Web | DOI | PDF | Clinical Epigenetics | Open Access

 

[SNT Gatchaman]

They're looking at differentially methylated genes in different severities of acute Covid, but the implication is that this could be relevant to long-term dysfunction (their discussion focuses on neurodegenerative conditions).

GeneCards —

Mild
CELF2 (also known as CUGBP2)
PTPRK
RAPGEF1
STK39

Moderate
MTUS2
LRRC3B
GLB1

Severe
ARHGEF40
VEGF4
ABCC1
TPCN1
TUBGCP3
SYN3
UMAD1

 

[SNT Gatchaman]

Cohort —

The SARS-CoV-2-positive cohort was divided into three groups based on hospital admission status and the maximum level of oxygen administered during admission: 1) Asymptomatic or Mild non-hospitalized patients with no oxygen required, 2) Moderate – hospitalized patients receiving nasal cannula at ≤6L of oxygen, and 3) Severe – hospitalized patients using nasal cannula >6L, or on O 2 devices such as ventilation masks, cold high-flow, heated high-flow, non-rebreather masks, Bi-PAP, or CPAP. These hospital-based controls included Beaumont Health staff or patients who tested negative

With QC they had 103 negatives, 40 mild, 36 moderate and 20 severe. (I haven't spotted the age, sex, BMI breakdown).

Analysis —

Given the genome-wide scope of this analysis (approximately 4.8 million genomic windows), the potential for false-positive findings must be carefully considered. We addressed this by applying Benjamini-Hochberg (BH) false discovery rate (FDR) correction across all tests

To identify overlapping features among these groups, we applied statistical threshold of FDR < 0.05.

 

[SNT Gatchaman]

Findings —

When stratified by disease severity, the number of hypomethylated windows was 25 in mild cases, 19 in moderate cases, and 42 in severe cases.

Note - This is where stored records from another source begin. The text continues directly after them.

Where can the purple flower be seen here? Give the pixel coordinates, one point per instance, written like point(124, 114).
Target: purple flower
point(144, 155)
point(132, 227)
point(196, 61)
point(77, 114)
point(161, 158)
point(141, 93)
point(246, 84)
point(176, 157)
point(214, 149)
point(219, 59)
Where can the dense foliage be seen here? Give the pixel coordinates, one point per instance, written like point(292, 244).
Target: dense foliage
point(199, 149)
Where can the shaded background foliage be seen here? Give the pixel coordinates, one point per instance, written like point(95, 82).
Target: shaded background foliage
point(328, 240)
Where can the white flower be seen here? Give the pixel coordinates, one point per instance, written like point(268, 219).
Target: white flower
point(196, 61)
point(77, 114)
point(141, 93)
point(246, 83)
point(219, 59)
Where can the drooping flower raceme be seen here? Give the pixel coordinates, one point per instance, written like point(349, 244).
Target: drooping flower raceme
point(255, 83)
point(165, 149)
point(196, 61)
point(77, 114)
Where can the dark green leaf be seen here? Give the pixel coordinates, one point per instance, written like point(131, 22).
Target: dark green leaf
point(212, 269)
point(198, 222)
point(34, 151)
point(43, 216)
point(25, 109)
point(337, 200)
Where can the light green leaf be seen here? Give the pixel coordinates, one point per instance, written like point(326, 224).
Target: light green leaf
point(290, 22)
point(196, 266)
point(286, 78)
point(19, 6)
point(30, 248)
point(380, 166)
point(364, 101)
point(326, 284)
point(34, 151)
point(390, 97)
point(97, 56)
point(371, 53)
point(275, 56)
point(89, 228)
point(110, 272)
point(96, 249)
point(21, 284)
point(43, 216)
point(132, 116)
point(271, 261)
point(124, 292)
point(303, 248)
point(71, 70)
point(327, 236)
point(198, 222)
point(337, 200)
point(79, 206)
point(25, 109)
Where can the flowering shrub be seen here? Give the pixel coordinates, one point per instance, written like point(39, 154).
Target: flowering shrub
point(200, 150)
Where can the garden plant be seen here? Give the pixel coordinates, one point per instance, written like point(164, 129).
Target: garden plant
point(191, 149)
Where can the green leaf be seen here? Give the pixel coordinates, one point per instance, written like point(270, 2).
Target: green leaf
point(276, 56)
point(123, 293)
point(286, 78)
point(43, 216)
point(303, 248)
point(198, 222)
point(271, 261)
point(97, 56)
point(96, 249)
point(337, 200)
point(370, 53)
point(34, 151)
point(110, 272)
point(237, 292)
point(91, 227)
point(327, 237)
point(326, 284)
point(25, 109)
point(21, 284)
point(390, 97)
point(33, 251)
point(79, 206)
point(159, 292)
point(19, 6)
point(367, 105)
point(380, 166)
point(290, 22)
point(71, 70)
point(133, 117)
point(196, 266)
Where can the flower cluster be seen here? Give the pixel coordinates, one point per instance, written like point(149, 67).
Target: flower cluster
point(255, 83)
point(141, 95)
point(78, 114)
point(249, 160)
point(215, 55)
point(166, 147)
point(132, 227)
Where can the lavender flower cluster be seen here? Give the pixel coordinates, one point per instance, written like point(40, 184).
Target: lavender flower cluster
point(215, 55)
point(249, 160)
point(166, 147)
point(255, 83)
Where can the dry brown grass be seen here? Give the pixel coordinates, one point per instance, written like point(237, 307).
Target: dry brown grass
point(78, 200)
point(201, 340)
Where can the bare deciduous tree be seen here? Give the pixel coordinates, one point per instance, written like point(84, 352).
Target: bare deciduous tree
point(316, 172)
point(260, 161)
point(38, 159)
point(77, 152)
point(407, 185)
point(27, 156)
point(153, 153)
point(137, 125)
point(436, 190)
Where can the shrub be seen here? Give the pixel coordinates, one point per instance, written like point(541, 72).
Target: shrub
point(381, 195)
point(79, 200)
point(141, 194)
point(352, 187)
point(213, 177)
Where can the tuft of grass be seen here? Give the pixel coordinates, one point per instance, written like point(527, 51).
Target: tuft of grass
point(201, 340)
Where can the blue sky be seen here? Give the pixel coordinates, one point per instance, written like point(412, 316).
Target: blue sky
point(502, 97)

Conversely, hypermethylated windows were limited, with 0, 4, and 5 identified in mild, moderate, and severe cases, respectively. These results suggest that hypomethylation increases with higher disease severity

Specifically, in mild cases: CELF2 (also known as CUGBP2), PTPRK, RAPGEF1, and STK39; in moderate cases: MTUS2, LRRC3B, and GLB1; and in severe cases: ARHGEF40, VEGF4, ABCC1, TPCN1, TUBGCP3, SYN3, and UMAD1 have been associated with risk for neurodegenerative disorders.

I'm highlighting two Rho GTPase activating genes (RAPGEF1 and ARHGEF40) as well as LRRC3B which may have relevance given the potential DecodeME highlighting (via MAGMA I think) of LRRC7 (see also summary here); and a previous small LC GWAS highlighting LRRC4B.

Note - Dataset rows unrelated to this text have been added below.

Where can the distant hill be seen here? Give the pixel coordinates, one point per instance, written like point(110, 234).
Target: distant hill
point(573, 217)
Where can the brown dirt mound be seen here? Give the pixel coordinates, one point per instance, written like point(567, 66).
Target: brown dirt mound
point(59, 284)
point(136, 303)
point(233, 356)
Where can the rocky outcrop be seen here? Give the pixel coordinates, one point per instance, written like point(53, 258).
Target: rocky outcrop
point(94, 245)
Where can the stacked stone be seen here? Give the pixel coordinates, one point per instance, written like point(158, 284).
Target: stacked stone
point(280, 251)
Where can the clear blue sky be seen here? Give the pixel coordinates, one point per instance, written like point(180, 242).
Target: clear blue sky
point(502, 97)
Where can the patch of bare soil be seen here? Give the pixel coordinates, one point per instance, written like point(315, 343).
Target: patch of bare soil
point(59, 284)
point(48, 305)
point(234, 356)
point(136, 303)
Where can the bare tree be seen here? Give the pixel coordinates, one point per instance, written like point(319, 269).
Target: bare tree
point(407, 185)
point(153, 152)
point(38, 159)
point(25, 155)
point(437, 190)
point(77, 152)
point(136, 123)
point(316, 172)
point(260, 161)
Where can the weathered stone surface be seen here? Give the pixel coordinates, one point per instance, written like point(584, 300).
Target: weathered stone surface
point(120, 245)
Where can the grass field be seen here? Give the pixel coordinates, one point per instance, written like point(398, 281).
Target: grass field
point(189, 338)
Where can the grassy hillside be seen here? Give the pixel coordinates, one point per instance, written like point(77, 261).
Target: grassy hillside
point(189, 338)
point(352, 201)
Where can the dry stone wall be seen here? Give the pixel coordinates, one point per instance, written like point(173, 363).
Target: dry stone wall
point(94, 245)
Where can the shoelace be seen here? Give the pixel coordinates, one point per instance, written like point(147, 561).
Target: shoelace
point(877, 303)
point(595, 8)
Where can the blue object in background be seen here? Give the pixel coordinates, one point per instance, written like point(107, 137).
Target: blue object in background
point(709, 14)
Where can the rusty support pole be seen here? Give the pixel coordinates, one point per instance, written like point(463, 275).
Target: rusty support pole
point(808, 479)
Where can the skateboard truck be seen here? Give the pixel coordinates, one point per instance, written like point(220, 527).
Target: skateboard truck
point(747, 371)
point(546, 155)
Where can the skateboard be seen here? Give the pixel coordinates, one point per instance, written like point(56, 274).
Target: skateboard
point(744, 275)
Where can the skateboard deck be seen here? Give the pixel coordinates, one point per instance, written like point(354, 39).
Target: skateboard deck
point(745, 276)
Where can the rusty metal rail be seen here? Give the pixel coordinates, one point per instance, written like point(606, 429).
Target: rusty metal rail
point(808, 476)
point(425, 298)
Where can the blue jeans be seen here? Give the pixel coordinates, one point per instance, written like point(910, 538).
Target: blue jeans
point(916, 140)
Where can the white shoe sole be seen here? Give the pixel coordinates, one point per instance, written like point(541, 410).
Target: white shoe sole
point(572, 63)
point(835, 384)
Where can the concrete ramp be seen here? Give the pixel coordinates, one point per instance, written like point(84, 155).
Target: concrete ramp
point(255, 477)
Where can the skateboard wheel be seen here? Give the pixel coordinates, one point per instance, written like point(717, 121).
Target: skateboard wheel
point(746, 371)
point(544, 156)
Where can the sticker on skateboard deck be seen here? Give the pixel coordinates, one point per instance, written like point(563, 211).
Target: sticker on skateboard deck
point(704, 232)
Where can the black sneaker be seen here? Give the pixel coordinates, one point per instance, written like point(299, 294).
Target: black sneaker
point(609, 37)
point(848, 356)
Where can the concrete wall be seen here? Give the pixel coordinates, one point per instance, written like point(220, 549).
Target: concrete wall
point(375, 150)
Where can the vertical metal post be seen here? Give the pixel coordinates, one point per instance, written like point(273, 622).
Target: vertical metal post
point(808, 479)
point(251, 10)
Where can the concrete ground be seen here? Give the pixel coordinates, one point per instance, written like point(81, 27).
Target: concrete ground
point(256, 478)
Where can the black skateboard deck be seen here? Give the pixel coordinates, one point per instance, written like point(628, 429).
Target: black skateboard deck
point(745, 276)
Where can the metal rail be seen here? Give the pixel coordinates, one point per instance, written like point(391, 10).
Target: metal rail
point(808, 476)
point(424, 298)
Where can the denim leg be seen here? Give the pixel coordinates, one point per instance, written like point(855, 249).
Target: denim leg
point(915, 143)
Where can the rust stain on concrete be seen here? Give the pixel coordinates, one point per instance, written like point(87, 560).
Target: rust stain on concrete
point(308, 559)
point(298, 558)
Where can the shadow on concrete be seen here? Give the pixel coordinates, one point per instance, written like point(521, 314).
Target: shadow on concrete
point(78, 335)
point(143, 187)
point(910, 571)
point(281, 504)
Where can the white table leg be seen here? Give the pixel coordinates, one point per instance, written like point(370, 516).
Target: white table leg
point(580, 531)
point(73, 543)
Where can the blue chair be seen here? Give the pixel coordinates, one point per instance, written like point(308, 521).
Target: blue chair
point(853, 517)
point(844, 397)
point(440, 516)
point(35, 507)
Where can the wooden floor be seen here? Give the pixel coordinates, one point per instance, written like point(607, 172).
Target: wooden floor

Most enriched pathways were driven by hypomethylated genes. In addition to the identified DMGs, differential methylation in SARS-CoV-2-positive patients significantly impacted pathways related to neurological processes, alongside the classical immune and inflammatory signaling.

Overlap between groups was limited, with 4.4%, 7.0%, and 8.8% of pathways shared between mild and moderate, mild and severe, and moderate and severe cases, respectively. Among the overlapping pathways, significant hypomethylation was observed in pathways related to axon and synapse assembly processes between mild and moderate cases. Similarly, pathways involved in neuroinflammation and glutamatergic signaling were enriched between mild and severe cases, while neurogenesis and postsynapse organization pathways were shared between moderate and severe cases.

Interestingly, among those 9.1% of commonly enriched pathways, axon guidance and neuron projection-related processes, including guidance, development, and morphogenesis, were consistently hypomethylated, while pathways associated with olfactory processes, including olfactory receptor expression, translocation, and signaling, were hypermethylated across all severity groups.